The government of President Joko Widodo has made several changes to its palm oil policy in the Southeast Asian country since November last year. They banned the export of palm oil in late April due to the rise in edible oil prices in the local market. As a result of the shortage in the global edible oil market, local palm farmers became angry. The Russia-Ukraine war has led to a shortage of edible oil in the world, with prices rising sharply due to Indonesia's unexpected sanctions.
From cooking to soap-shampoo or car fuel, where there is no use of palm oil. Indonesia alone supplies about 70 percent of global demand. Then there is neighboring Malaysia.
jagonews24
President Joko Widodo is known as a popular leader in Indonesia. However, since the ban on palm oil exports, its popularity has plummeted. Meanwhile, Widodo's public support has fallen to its lowest level in six years. The country's palm farmers have taken to the streets to demand the lifting of the ban. Widodo announced the lifting of the ban on palm oil exports last Thursday (May 19) in the face of mounting pressure from within and outside the country.
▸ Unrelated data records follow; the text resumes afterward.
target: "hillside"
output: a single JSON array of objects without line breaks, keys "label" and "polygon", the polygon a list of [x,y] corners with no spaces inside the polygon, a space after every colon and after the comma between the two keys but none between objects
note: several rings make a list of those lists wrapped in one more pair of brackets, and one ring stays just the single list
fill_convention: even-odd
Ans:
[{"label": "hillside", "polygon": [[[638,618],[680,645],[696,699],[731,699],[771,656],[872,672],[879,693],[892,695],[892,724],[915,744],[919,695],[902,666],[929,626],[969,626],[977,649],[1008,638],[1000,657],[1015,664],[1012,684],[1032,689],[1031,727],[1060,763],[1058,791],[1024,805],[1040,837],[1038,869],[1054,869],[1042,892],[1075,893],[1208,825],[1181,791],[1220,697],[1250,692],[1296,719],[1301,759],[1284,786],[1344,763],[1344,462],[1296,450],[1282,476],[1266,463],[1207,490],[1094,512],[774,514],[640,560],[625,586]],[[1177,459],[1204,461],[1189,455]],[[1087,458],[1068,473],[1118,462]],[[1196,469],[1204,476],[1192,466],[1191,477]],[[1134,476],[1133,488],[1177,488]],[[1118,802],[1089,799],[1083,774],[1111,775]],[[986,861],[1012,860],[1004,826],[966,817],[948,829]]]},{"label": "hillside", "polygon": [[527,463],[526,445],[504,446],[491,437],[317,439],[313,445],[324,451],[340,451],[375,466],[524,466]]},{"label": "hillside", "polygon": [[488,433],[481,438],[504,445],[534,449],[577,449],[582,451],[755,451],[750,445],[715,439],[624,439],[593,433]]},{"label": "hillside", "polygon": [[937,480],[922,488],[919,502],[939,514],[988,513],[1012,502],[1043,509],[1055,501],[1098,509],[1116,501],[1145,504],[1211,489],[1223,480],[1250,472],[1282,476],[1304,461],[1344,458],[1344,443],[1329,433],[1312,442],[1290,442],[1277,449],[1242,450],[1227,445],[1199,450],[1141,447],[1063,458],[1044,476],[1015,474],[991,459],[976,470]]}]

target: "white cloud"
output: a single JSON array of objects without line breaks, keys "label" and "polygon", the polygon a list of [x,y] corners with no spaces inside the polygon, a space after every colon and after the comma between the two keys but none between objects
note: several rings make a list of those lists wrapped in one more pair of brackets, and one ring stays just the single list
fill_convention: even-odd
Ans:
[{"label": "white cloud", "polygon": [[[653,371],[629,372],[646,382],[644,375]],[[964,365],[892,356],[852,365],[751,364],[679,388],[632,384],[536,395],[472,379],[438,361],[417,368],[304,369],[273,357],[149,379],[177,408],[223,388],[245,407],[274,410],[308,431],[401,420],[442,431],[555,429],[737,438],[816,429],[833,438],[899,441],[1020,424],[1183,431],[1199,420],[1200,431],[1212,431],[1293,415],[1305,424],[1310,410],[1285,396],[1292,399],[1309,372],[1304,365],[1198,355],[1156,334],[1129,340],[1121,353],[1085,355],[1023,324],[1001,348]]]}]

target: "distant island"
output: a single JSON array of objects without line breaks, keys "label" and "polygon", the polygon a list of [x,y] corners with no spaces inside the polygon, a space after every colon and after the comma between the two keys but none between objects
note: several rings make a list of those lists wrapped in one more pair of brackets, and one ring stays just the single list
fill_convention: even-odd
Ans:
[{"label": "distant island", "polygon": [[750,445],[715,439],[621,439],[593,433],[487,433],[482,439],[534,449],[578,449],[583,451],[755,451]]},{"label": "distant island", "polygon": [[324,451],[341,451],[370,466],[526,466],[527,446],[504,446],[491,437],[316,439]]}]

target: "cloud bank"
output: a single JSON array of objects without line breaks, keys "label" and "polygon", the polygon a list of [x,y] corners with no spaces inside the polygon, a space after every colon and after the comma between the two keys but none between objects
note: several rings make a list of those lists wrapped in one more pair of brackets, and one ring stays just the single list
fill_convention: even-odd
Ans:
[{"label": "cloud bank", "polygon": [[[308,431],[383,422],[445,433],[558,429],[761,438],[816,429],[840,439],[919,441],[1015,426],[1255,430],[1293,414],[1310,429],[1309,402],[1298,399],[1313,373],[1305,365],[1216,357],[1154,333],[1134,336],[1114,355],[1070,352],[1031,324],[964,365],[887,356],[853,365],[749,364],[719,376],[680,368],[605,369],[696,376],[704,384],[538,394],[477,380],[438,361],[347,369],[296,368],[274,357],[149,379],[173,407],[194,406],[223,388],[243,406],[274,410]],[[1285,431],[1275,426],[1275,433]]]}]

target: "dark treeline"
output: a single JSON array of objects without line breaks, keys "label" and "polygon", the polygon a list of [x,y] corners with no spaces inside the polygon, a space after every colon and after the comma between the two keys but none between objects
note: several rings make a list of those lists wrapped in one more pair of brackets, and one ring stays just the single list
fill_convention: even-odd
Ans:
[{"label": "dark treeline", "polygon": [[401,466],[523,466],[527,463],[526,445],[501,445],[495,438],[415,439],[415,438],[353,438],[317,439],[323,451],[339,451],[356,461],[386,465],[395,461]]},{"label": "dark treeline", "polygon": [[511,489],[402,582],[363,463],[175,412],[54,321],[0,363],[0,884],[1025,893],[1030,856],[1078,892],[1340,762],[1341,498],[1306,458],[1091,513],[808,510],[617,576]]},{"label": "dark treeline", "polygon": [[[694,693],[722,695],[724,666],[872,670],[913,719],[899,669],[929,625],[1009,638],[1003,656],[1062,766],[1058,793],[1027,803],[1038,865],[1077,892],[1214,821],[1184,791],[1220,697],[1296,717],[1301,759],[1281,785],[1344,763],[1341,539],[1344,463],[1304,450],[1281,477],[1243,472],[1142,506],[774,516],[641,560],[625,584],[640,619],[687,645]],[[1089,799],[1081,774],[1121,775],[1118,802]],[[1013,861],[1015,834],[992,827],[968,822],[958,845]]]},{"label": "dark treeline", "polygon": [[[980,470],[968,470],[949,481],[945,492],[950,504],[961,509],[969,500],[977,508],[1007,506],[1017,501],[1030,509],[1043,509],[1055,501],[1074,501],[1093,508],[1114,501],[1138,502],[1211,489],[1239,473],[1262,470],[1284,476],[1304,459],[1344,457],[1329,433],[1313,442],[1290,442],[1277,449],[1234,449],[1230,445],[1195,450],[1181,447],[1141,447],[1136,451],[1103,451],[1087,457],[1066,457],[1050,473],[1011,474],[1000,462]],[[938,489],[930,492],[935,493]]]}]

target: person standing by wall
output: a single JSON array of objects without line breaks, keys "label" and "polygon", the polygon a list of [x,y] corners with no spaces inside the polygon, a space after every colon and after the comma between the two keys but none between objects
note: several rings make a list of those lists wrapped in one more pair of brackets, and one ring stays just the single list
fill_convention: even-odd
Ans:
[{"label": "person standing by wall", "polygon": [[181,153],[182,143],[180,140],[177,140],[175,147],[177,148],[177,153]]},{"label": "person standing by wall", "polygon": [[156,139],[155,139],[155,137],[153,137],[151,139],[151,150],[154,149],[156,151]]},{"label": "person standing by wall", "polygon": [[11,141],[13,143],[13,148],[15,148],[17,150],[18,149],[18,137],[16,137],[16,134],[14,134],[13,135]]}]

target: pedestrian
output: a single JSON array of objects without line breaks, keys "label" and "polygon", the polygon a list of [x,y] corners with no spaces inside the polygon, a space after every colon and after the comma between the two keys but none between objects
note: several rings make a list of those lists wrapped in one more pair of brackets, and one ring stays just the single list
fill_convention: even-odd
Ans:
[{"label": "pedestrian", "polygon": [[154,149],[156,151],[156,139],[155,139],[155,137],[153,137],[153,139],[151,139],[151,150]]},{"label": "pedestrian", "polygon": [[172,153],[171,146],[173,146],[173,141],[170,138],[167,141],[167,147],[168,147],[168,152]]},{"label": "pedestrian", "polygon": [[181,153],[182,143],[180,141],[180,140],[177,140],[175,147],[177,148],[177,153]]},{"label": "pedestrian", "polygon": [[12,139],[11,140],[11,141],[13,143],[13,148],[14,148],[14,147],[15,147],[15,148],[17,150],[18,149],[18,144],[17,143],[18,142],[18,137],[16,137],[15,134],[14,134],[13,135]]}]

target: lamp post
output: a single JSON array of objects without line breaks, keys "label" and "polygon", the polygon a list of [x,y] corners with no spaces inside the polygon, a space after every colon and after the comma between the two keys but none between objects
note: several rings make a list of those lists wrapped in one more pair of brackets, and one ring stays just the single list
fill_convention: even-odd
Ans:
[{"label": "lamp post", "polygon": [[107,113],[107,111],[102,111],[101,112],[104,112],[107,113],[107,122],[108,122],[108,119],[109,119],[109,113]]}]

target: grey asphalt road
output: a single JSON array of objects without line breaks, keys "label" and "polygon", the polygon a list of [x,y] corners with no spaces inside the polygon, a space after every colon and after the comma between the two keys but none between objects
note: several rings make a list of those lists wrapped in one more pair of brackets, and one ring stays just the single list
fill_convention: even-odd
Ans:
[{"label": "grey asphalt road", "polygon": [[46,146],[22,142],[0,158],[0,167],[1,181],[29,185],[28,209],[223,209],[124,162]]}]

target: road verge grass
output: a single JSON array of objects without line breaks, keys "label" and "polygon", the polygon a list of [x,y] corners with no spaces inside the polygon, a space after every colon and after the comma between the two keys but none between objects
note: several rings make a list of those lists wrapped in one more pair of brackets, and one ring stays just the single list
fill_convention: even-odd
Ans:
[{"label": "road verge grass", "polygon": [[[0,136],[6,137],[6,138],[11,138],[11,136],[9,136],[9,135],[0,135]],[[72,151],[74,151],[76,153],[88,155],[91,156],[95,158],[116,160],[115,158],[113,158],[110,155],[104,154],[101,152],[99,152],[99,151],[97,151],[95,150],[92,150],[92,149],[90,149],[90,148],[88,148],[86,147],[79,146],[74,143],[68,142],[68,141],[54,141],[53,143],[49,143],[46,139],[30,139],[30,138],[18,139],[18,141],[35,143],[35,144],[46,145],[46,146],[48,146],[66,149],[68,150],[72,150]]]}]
However, the country's target of reducing edible oil prices in the local market has not yet been met. On Friday, Indonesian Economy Minister Airlanga Hartarto said the government would impose a domestic market obligation (DMO) on palm oil to ensure the country has a stockpile of 10 million tonnes of edible oil. He said the Ministry of Commerce would determine the size of the DMO, which each manufacturer must meet.
The Indonesian government set a DMO of 20 percent of the companies' planned export targets in January. In March, it was increased to 30 percent. However, it was later canceled due to high export tariffs.
jagonews24
Signs of relief in the oil market
Indonesia's economy minister said the country's monthly edible oil reserves had risen from 33 percent in March to 109 percent due to sanctions, in response to demand. Besides, the price of edible oil per liter has come down from Rs 19,600 (Rs 116.19) to Rs 16,000 (Rs 101.46).
Wong Chi Ting, an analyst at Malaysia's Maybank, said crude palm oil (CPO) prices were expected to fall in international markets following Indonesia's decision to lift sanctions. According to him, the availability of Indonesian palm oil will affect the price of CPO in the international market.
Moreover, lifting the export ban is quite a relief for Indonesian farmers. Hundreds of palm farmers have protested in Jakarta this week against a ban on palm oil exports.
jagonews24
Gulat Manurang, chairman of Indonesia's small farmers' organization Apakasindor, said in a statement that the price of palm fruit had dropped by about 60 percent since the export ban. He welcomed the decision to lift the ban. According to Gulat, the ban demonstrates the importance of palm oil for Indonesia.
Traders have also been relieved by the announcement of lifting the ban. The Indonesian Palm Oil Association hopes that there will be no problem in meeting the DMO if the country has sufficient production of palm oil.
Benchmark palm oil prices in Malaysia fell nearly two per cent on Thursday after the Indonesian government announced the lifting of export bans. The Indonesian rupiah gained 0.46 percent and the Jakarta stock index rose 1.65 percent.